The ruling stemmed from a 1996 lawsuit filed by Elouise Pepion Cobell and four other named plaintiffs on behalf of hundreds of thousands of Indians they say have been deprived of billions of dollars through the decades because of mismanagement of the trust fund and fraud.
In its ruling, the appeals court did not challenge the ongoing case before Lamberth that is expected to decide how the government must proceed in conducting an accounting of the trust fund and in reforming the system.
The appeals court also dismissed a monitor who had been appointed by the district court in 2001 to oversee Interior Department efforts to reform the trust fund. The department had objected to the appointment.
"In this case, the district court's appointment of the monitor entailed a license to intrude into the internal affairs of the department, which simply is not permissible under our adversarial system of justice, and our constitutional system of separated powers," the appeals court stated.
The Bush administration said the appeals court decision vindicated Norton and would allow the department to direct more of its attention on reforming the royalty system, which was established in 1887.
"This ruling today is a victory for the American Indians and Alaskan Natives we serve," said Dan DuBray, a spokesman for the Interior Department. "Now, the department is focused not on the scorched-earth tactics of the plaintiffs' attorneys but on the real work that needs to be done."
A lawyer for plaintiffs in the case minimized the importance of the ruling.
"All this does is get the fraud off the back of the secretary," said Dennis Gingold. The ruling reinforces the plaintiffs' larger case, he added.
The Interior Department and the plaintiffs have widely different opinions about how the accounting of the trust fund should be conducted and how the system should work in the future.

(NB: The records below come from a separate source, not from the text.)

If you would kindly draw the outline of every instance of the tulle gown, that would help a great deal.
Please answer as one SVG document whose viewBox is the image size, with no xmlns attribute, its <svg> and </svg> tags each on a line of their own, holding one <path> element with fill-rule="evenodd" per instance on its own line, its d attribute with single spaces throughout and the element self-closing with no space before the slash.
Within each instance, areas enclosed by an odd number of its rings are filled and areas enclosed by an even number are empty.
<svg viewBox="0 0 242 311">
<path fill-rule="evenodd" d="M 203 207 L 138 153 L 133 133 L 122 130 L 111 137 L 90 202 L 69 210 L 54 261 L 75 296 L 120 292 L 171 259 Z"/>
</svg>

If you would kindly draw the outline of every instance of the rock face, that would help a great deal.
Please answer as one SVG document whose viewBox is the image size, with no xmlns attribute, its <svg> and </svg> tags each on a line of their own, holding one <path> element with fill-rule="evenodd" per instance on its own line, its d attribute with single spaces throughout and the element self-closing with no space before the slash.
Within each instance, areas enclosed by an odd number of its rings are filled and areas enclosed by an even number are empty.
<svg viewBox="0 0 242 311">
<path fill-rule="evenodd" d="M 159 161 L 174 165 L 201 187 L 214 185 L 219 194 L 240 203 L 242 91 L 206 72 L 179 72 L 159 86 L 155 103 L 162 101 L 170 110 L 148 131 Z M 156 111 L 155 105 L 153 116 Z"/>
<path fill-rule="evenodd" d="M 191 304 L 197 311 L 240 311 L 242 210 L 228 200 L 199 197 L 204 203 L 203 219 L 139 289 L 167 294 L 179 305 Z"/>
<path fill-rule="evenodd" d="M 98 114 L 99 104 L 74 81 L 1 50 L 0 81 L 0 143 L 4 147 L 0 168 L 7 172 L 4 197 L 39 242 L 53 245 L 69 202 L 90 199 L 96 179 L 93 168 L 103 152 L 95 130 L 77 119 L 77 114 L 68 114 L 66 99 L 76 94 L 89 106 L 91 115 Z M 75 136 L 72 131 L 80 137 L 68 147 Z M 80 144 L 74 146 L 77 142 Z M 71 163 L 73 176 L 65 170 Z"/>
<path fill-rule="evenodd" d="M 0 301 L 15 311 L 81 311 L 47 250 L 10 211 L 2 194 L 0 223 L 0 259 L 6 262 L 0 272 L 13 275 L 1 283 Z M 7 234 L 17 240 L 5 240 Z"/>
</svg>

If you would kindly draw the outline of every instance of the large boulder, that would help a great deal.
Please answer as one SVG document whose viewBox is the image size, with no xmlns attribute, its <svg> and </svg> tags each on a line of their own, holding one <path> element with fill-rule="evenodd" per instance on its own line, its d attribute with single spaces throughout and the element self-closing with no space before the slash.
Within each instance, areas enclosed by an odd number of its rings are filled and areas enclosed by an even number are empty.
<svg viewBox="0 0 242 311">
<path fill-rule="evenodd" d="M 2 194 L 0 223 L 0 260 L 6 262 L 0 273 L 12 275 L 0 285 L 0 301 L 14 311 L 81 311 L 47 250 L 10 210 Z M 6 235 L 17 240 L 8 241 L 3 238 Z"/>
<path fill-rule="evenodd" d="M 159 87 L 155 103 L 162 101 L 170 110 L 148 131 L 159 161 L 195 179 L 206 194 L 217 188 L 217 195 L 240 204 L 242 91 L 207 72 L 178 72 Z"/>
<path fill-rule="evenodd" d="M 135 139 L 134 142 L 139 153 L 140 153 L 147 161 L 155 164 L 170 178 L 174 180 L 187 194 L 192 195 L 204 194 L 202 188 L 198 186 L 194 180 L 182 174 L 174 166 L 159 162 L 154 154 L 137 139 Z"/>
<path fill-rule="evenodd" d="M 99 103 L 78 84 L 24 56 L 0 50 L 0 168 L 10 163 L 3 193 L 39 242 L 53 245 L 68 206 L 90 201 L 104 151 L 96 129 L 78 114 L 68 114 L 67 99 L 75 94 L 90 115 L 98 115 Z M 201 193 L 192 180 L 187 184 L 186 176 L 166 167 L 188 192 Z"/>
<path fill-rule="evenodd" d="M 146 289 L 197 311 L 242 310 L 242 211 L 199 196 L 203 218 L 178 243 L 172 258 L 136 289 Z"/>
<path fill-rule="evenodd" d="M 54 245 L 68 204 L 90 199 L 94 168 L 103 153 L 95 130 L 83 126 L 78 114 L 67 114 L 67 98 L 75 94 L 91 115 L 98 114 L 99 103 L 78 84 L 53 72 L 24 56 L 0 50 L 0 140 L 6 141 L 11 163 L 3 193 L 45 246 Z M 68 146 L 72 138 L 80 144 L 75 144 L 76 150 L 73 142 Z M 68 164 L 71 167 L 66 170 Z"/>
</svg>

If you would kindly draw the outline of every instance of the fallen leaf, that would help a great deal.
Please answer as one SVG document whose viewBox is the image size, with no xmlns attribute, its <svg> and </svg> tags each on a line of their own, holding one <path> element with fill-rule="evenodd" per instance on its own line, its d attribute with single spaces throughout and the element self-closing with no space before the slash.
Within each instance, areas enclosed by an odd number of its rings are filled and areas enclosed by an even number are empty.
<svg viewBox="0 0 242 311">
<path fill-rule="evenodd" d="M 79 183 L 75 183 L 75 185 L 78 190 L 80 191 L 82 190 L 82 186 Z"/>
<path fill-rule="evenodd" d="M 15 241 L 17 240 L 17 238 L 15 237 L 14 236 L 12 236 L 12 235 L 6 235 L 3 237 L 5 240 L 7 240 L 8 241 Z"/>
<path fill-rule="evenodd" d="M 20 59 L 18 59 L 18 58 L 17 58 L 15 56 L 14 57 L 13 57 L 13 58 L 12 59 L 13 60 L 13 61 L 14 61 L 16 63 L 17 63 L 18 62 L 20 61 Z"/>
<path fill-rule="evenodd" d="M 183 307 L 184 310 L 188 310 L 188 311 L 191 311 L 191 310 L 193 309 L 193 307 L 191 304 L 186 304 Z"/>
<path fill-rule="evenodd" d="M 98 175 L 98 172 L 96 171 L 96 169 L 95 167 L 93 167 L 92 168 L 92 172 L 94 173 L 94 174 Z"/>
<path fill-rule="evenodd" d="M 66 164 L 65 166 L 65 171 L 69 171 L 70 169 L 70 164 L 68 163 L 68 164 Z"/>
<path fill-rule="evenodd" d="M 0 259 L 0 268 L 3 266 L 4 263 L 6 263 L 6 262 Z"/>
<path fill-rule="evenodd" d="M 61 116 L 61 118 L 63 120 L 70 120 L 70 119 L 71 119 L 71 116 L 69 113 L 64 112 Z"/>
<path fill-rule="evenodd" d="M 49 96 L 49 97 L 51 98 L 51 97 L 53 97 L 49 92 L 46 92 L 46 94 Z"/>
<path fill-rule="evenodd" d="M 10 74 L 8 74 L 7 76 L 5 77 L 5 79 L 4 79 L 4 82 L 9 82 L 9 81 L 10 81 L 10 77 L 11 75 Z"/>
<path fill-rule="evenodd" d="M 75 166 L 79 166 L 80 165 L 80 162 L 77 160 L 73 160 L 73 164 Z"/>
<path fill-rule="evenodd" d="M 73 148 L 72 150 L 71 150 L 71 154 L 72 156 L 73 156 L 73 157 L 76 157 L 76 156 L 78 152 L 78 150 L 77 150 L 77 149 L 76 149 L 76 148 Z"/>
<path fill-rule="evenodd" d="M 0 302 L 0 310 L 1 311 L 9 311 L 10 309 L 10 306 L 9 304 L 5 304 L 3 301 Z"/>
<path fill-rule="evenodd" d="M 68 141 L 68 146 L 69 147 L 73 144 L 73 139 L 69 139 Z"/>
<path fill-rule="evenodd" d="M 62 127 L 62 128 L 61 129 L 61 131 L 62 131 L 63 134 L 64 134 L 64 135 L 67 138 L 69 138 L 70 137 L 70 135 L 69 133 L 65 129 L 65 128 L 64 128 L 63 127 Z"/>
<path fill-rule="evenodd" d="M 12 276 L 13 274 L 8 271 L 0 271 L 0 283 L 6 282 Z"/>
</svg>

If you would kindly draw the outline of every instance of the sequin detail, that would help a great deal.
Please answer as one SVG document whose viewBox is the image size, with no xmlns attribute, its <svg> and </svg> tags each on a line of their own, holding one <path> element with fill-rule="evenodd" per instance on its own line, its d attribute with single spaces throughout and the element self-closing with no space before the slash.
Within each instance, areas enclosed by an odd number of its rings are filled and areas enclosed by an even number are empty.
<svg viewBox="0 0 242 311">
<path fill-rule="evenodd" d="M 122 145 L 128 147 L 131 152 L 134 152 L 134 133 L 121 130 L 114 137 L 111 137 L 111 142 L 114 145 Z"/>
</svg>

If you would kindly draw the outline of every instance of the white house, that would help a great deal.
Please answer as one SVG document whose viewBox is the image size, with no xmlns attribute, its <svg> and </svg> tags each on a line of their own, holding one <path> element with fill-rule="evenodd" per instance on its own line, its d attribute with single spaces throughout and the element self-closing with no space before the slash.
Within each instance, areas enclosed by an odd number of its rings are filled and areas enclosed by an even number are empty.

For instance, the plaintiffs want a thorough study of every account that has existed since 1887. The department argues that it should be required to conduct only a more limited investigation of accounts that were open as of 1994.
Also, the plaintiffs want an independent receiver to manage the trust fund, but Norton wants the Interior Department to retain control.
Threatened with a contempt ruling, Norton and other top department officials had spent much time and energy focused on the Indian trust fund issue since taking office.
Members of Congress stressed that the court's ruling should not give the Interior Department an excuse to put the problem on the back burner.
Senate Minority Leader Tom Daschle (D-S.D.) said that "it is long past time to correct the federal government's shameful mismanagement of Indian trust assets."
"It is regrettable," Daschle said, "that the Interior Department seems to be more concerned about fighting for themselves than in fighting for Native Americans."